Another limitation in the current study that is also found in Jeunet et al. (2015) is the number of statistical tests. Correction of multiple comparisons wiped out almost all results of Jeunet et al. (2015). Similarly, in the current study, Bonferroni correction immediately disarmed almost all correlations. Bonferroni reduces false positives but also produces false negatives by its conservativeness. As a check on robustness of the results, the bootstrapping confidence interval for the correlation coefficients was provided. In addition to correlation analyses, this study employed a stepwise linear regression and evaluated over 100,000 linear models. The construction of four different stepwise linear regression models selecting combinations out of fifteen possible predictors, gives an abundance of possibilities. Consequently, the results reported above are likely to contain false positives. One advantage of including this many variables is the reduced chances of exogeneity: few factors could influence BCI performance that were not assessed by the current study.

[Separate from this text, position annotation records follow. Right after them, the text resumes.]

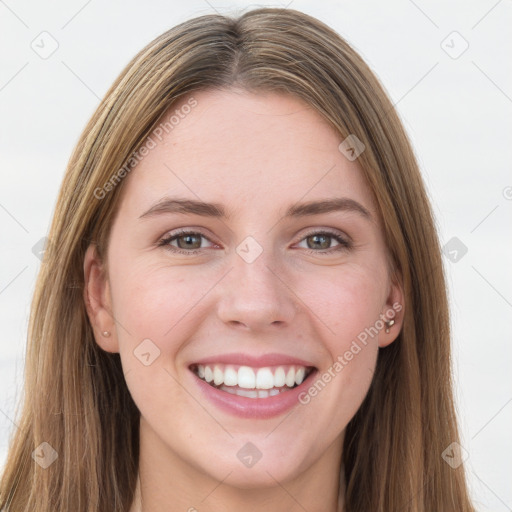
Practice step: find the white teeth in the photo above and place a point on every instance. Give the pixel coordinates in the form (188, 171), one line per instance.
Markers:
(245, 377)
(279, 377)
(290, 378)
(252, 393)
(264, 379)
(218, 375)
(230, 376)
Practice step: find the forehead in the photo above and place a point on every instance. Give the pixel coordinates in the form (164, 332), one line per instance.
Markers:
(247, 151)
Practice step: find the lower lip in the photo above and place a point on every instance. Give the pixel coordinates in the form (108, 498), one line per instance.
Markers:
(245, 407)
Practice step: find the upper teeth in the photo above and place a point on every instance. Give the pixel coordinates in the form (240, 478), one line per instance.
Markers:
(252, 378)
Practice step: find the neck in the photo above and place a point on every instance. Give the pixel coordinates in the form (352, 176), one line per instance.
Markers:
(164, 479)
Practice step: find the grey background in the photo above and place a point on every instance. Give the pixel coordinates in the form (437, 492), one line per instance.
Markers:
(455, 107)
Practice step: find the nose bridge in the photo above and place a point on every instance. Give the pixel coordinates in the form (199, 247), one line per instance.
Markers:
(254, 292)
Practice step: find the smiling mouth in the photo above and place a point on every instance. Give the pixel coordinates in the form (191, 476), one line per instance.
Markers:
(251, 382)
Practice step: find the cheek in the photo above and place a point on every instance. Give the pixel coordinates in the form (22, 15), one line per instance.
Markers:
(346, 301)
(151, 300)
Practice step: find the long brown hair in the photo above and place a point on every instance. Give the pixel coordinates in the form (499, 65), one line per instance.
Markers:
(75, 395)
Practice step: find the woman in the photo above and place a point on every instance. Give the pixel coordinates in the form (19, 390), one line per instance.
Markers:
(243, 302)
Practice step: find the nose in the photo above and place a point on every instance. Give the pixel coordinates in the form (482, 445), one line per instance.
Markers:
(256, 295)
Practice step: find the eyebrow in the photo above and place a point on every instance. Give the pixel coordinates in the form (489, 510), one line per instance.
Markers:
(191, 206)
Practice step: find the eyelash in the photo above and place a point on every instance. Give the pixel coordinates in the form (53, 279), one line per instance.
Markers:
(344, 244)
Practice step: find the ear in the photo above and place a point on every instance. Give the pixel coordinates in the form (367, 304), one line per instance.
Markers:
(393, 310)
(98, 301)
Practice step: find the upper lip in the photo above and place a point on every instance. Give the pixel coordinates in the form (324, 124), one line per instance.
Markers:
(264, 360)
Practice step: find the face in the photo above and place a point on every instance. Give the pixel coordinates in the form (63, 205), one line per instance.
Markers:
(260, 292)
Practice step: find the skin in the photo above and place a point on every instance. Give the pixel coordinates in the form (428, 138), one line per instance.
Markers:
(256, 155)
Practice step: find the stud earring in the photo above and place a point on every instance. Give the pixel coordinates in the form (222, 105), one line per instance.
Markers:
(389, 323)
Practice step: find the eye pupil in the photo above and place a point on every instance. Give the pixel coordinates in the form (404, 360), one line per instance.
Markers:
(188, 239)
(323, 245)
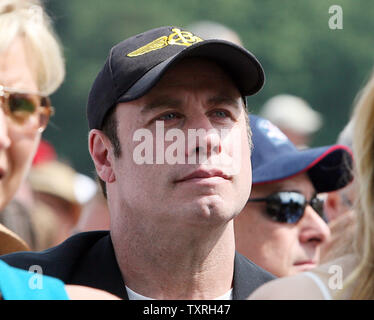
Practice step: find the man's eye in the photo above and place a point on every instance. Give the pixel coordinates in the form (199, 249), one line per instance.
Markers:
(168, 116)
(222, 114)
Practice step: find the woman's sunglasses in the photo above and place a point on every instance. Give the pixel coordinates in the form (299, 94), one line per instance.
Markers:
(289, 206)
(20, 107)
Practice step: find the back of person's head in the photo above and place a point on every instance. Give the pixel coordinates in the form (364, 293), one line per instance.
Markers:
(214, 30)
(363, 146)
(346, 135)
(28, 20)
(289, 112)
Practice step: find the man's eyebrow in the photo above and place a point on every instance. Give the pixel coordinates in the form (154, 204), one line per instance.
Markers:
(161, 102)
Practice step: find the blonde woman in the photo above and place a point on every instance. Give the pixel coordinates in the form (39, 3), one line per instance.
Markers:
(31, 68)
(352, 275)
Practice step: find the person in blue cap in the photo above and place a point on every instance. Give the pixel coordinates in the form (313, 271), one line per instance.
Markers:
(282, 226)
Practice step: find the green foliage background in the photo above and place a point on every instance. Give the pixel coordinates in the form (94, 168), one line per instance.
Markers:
(291, 38)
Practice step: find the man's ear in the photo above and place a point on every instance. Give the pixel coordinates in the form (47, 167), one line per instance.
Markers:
(101, 153)
(332, 205)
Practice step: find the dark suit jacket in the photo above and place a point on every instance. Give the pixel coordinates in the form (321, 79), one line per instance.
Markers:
(88, 259)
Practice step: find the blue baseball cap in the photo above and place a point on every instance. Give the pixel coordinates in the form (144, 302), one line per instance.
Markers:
(275, 158)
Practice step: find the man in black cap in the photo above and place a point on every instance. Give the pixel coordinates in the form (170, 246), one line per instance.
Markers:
(282, 227)
(171, 233)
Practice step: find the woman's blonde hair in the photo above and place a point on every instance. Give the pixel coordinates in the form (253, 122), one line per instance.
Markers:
(28, 20)
(361, 280)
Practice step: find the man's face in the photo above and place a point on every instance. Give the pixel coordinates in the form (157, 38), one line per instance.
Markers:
(281, 248)
(195, 94)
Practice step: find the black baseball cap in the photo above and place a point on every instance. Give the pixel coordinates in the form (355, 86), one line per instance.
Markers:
(275, 158)
(136, 64)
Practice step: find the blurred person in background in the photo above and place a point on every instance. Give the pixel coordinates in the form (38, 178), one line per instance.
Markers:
(60, 193)
(282, 226)
(95, 214)
(352, 275)
(294, 117)
(339, 208)
(31, 68)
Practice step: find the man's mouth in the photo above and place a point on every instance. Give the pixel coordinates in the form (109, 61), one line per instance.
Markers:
(205, 175)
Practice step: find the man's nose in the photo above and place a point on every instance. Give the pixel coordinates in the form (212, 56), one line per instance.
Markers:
(4, 137)
(314, 229)
(203, 139)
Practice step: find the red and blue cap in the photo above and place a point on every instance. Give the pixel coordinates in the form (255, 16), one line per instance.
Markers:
(275, 158)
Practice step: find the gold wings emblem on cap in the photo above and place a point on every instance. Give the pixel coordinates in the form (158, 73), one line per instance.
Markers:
(178, 37)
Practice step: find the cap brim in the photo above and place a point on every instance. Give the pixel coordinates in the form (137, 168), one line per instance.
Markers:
(243, 67)
(329, 168)
(11, 242)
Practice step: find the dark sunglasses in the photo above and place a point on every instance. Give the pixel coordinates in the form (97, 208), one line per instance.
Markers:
(289, 206)
(21, 106)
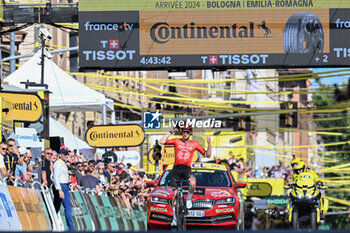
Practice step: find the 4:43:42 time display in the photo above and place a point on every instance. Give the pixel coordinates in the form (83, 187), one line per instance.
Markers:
(155, 60)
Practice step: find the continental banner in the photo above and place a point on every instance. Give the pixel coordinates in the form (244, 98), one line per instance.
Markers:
(220, 34)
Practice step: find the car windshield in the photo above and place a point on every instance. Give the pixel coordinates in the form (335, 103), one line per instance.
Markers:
(209, 178)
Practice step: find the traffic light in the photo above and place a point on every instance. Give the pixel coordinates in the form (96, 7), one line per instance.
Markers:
(343, 95)
(241, 123)
(157, 152)
(289, 119)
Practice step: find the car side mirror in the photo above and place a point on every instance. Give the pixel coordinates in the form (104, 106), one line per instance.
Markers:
(240, 184)
(151, 183)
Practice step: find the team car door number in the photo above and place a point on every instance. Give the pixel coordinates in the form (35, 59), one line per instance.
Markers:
(195, 213)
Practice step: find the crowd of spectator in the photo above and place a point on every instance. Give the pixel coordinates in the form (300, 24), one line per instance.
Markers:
(240, 166)
(106, 175)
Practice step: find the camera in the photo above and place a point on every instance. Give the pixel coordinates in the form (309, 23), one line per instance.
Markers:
(45, 32)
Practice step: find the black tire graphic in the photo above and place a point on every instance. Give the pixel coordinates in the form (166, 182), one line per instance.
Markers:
(303, 33)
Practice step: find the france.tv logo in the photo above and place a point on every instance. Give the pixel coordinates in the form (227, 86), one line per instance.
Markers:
(151, 120)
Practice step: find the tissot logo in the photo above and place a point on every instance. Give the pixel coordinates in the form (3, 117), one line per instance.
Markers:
(162, 32)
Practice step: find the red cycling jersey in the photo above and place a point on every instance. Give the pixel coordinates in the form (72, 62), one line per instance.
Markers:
(184, 150)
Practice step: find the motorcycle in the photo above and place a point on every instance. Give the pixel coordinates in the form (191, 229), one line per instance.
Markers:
(306, 203)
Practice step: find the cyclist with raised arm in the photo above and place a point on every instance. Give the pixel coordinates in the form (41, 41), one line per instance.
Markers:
(184, 150)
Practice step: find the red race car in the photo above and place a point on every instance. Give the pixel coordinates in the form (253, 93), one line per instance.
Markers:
(216, 201)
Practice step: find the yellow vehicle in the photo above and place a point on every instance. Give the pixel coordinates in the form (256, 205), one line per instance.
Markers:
(306, 202)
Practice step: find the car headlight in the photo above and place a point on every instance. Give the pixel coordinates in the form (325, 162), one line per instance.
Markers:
(227, 201)
(155, 200)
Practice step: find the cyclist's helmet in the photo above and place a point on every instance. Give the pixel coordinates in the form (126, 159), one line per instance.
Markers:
(299, 167)
(295, 161)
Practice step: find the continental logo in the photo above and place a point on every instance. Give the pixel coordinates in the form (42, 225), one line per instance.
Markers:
(31, 106)
(163, 32)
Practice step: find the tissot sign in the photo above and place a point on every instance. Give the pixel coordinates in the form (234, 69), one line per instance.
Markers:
(115, 135)
(151, 34)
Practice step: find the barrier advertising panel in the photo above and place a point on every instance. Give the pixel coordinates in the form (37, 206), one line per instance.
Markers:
(183, 34)
(20, 209)
(44, 208)
(11, 216)
(33, 198)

It is unclear whether BCI inefficiency reflects a failure on behalf of the subject or BCI system and whether this distinction is meaningful (Allison and Neuper, 2010). Therefore, the authors of the current study empathize that all results should be interpreted under the methodological guidelines used in this particular experiment. The recalibration of the left- versus right-hand motor imagery classifier between every run is an important aspect of this.
So far, studies have been learning on little data: most studies tested under twenty participants that perform a maximum of six sessions. To make more robust predictions, it is needed to perform a large-scale study in which subjects are trained for a more extended period. This would enable researchers to discriminate individual traits from states and observe when performance improves; how many runs it takes and what factors are important. In order to gain better results, the authors advise further research with an updated BCI paradigm to make it a reliable extension of the current state of the art. There are multiple improvements in the field that suggest motor imagery learning among novice BCI users; for example, it has been shown that realistic feedback from humanlike bodies and the feeling of embodiment improves the modulation of brain activity needed for motor imagery (Alimardani et al., 2018; Penaloza et al., 2018; Choi et al., 2020). Furthermore, visual guidance in virtual reality (Liang et al., 2016; Coogan and He, 2018), gamification (de Castro-Cros et al., 2020), and multimodal visual-haptic feedback (Wang et al., 2019) can improve learning of MI-BCI. Improving the training conditions might reveal a more robust difference between (in-)efficient learners and thereby provide more valid evidence for the impacting variables on MI-BCI.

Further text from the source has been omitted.